I think about my singleness with gladness and joy over the two choices I made. First, to pursue Christ relentlessly – as He will help me make MY CHOICE OF A SPOUSE, and secondly to thrive in my singleness – TO EQUIP MYSELF FOR MARRIAGE. I do not regret either of those choices. I was literally alone, no cliques, no invites, just me and Christ – and in that wilderness, the Lord really worked on me.
The more I pursued Christ, the more I desired to have a spouse who loves Christ as much as I do or even more. The more I pursued Christ, the more superficial loves took a secondary seat.
Ladies, having a fine brother hit on you might be thrilling and it’s perfectly alright. You need to be attracted to someone too, physically, but, but I would rather you care more about his godliness than his fine self. His character is what you eventually marry, not his abbs. His character will keep your purpose alive. Character will revamp your purpose. His character will keep you two on your love boat when the tides of life begin threatening your foundation. Character.
Do not be deceived by the superficiality of material things in making a marriage work. Money is good, but never mold a character. Looks are good, but never molds character. Status is good, but never molds character. The bible says that, “A good name is to be chosen rather than great riches, Loving favor rather than silver and gold.” – Proverbs 22:1
A good name is better than fine perfume – Ecclesiastes 7:1
Desire a man who loves the Lord so much. It will be easier for him to submit his desires. Easy to be molded by Christ. Easy to listen and eager to learn. The more he beholds the God of love, the more he sees his need of His saving grace.
You need to be attracted to someone too, physically, but, but I would rather you care more about his godliness than his fine self.
He steps where Jesus steps, he is guided by the good Shepherd who leads him in quiet waters. His strength is restored by the Lord when weary. He knows too well the one who has the power over his soul. Christ.
There is nothing as good as having a spouse whom you pursue God’s will, God’s righteousness, God’s way, God’s mind, God’s love, God’s essence, God’s purpose together.

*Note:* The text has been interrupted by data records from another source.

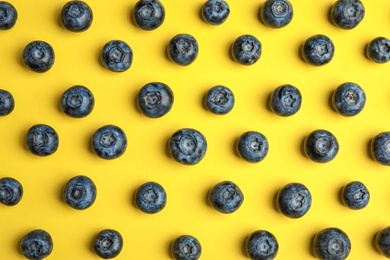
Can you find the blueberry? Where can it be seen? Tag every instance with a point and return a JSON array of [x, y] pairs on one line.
[[321, 146], [318, 50], [219, 100], [116, 56], [285, 100], [150, 197], [215, 12], [187, 146], [294, 200], [380, 148], [37, 244], [252, 146], [7, 102], [378, 50], [42, 140], [38, 56], [183, 49], [261, 245], [276, 13], [332, 244], [77, 101], [186, 247], [80, 192], [76, 16], [148, 14], [155, 99], [11, 191], [246, 49], [108, 243], [347, 14], [109, 142], [8, 15], [349, 99], [226, 197], [355, 195]]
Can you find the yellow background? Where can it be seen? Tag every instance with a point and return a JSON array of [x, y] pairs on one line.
[[222, 236]]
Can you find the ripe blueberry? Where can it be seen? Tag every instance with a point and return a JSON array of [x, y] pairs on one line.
[[246, 49], [108, 243], [37, 244], [76, 16], [11, 191], [285, 100], [38, 56], [215, 12], [109, 142], [318, 50], [331, 243], [150, 197], [219, 100], [321, 146], [186, 247], [276, 13], [226, 197], [42, 140], [155, 99], [349, 99], [183, 49], [252, 146], [80, 192], [148, 14], [77, 101], [261, 245], [116, 56], [187, 146]]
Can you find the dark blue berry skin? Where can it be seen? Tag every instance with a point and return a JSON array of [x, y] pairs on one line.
[[76, 16], [246, 49], [42, 140], [276, 13], [77, 101], [155, 99], [8, 15], [252, 146], [215, 12], [332, 244], [38, 56], [318, 50], [148, 14], [150, 197], [116, 56], [226, 197], [219, 100], [187, 146], [7, 102], [380, 148], [183, 49], [321, 146], [36, 245], [108, 243], [261, 245], [378, 50], [355, 195], [109, 142], [349, 99], [80, 192], [11, 191], [285, 100], [294, 200], [347, 14], [186, 247]]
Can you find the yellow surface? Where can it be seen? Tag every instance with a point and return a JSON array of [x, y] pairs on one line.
[[222, 236]]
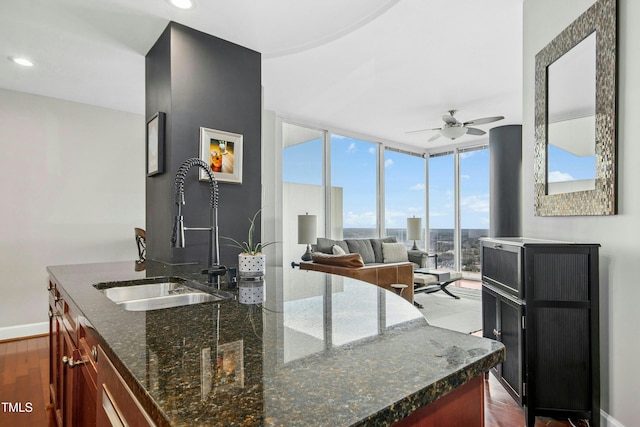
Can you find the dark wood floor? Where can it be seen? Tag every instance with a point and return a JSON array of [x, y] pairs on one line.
[[24, 365]]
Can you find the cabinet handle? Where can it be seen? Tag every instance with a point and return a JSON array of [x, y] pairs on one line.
[[72, 363]]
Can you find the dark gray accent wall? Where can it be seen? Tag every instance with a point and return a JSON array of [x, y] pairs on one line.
[[202, 81], [505, 166]]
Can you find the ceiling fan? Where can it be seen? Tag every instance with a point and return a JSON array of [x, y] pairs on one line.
[[453, 129]]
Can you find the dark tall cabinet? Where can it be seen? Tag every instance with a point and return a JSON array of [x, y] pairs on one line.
[[540, 299]]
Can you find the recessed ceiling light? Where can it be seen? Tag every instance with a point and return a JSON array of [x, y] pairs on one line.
[[183, 4], [22, 61]]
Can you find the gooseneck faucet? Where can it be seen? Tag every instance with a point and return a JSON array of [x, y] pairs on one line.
[[177, 239]]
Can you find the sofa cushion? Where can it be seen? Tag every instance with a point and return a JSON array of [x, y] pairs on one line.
[[326, 245], [394, 252], [363, 247], [337, 250], [347, 260], [376, 244]]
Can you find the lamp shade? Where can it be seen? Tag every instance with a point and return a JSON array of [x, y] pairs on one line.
[[414, 228], [307, 229]]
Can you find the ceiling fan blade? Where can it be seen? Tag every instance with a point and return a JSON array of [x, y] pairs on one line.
[[483, 120], [475, 131], [449, 119], [434, 137], [422, 130]]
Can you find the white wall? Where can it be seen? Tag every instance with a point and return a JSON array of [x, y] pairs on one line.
[[72, 187], [619, 235]]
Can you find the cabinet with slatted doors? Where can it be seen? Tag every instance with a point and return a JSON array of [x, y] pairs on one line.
[[540, 299]]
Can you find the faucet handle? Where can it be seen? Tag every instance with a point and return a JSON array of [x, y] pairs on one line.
[[215, 270]]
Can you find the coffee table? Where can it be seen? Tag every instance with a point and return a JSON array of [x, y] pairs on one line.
[[443, 279]]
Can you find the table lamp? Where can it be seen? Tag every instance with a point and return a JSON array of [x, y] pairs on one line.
[[414, 231], [307, 233]]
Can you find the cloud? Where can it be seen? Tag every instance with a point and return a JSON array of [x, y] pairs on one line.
[[557, 176], [477, 203], [366, 219], [467, 154]]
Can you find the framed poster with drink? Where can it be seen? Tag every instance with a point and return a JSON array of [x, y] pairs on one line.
[[223, 152]]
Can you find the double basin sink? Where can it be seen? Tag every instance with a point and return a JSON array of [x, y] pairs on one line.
[[156, 293]]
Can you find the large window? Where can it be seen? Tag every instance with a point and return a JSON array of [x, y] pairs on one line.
[[404, 194], [354, 171], [459, 208], [442, 219], [303, 188], [474, 207], [363, 189]]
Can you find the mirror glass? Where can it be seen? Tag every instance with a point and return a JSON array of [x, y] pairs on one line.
[[571, 109], [575, 117]]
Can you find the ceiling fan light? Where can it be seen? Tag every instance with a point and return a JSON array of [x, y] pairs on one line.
[[453, 132], [25, 62], [183, 4]]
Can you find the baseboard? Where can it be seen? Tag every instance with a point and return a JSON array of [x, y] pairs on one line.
[[21, 331], [607, 420]]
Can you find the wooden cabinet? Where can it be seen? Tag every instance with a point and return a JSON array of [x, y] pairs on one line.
[[117, 406], [85, 388], [72, 363], [540, 299]]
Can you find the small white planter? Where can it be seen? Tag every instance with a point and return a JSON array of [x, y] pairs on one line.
[[251, 265], [251, 291]]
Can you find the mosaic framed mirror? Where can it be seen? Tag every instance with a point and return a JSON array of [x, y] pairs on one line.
[[575, 117]]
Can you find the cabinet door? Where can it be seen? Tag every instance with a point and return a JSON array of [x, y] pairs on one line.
[[510, 319], [502, 321], [67, 380], [87, 373], [117, 405], [55, 362]]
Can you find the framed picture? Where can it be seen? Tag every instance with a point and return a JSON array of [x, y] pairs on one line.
[[223, 152], [155, 144]]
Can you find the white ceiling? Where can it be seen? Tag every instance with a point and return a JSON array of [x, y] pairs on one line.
[[372, 67]]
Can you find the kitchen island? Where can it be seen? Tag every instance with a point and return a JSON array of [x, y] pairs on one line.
[[319, 350]]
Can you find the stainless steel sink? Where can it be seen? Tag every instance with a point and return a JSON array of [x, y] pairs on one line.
[[157, 303], [154, 293]]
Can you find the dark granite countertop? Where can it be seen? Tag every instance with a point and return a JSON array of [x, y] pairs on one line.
[[320, 350]]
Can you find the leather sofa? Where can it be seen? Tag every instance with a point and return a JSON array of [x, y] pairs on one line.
[[375, 268]]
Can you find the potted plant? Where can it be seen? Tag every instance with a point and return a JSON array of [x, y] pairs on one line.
[[251, 261]]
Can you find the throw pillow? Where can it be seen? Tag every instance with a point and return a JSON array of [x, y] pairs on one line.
[[347, 260], [363, 247], [326, 245], [376, 244], [394, 252], [337, 250]]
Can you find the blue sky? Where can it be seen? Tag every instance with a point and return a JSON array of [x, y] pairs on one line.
[[564, 166], [353, 167]]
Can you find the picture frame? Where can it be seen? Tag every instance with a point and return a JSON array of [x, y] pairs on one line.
[[155, 144], [222, 151]]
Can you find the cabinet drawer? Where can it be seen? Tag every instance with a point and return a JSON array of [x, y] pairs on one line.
[[502, 267], [117, 406]]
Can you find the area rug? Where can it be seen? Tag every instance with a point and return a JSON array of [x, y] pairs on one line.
[[462, 315]]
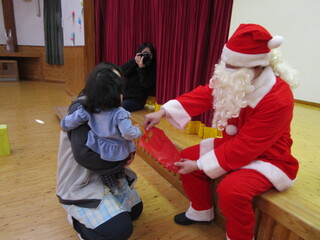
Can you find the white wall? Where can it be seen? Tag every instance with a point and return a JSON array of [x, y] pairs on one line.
[[29, 26], [298, 22]]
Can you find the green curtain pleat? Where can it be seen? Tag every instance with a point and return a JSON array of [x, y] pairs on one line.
[[53, 33]]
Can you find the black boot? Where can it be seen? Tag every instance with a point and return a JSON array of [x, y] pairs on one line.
[[183, 220]]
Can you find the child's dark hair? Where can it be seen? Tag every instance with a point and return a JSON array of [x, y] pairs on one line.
[[103, 88], [150, 46]]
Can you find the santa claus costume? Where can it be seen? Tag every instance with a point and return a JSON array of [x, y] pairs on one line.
[[254, 153]]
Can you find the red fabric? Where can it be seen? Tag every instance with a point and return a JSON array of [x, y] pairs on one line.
[[236, 191], [159, 146], [197, 185], [263, 132], [250, 39], [188, 36]]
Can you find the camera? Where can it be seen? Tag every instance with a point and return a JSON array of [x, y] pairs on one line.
[[146, 58]]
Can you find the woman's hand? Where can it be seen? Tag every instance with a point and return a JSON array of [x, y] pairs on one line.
[[186, 166], [152, 119], [139, 60]]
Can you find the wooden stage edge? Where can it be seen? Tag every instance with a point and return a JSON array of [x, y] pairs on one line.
[[278, 215]]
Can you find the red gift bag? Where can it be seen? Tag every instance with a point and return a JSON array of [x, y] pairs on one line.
[[159, 146]]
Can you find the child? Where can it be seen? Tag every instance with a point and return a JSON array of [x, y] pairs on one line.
[[111, 131]]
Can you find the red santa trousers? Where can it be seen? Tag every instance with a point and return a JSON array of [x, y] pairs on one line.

There is nothing as beautiful as having a spouse who loves the Lord together with you and challenges you to get more of Christ every day! To love the Lord more, to trust the Lord more, to have faith in Christ more.
How would I be able to grasp the intensity and beauty of God’s grace and love without having a reference point as Christ Himself?
How would I understand forgiveness and mercy without looking at the one who first loved me?
How would I understand what the death of self means, if I cannot see the one who became sin yet He sinned not?
How would I extend grace to my spouse if I don’t know the one who settled every penalty of sin for me?
Nothing as beautiful as pursuing Christ together!
But wait! It begins with YOU pursuing Christ FIRST.
He alone fills His “God hole” – your spouse will therefore not be god, an idol, competing with God, but a CO-worker with you in the Lord’s vineyard.
Acts 6:3 – Therefore, brothers, choose from among you seven men with good reputations [men of godly character and moral integrity], full of the Spirit and of wisdom, whom we may put in charge of this task.
“Choose… men… who are known to be full of the Spirit and wisdom.”The word here is “CHOOSE”. So you too have a choice of choosing a man who is filled with the Spirit of the Lord, alive in Christ and bearing fruit of that testimony of their salvation. A man who is full of Godly wisdom.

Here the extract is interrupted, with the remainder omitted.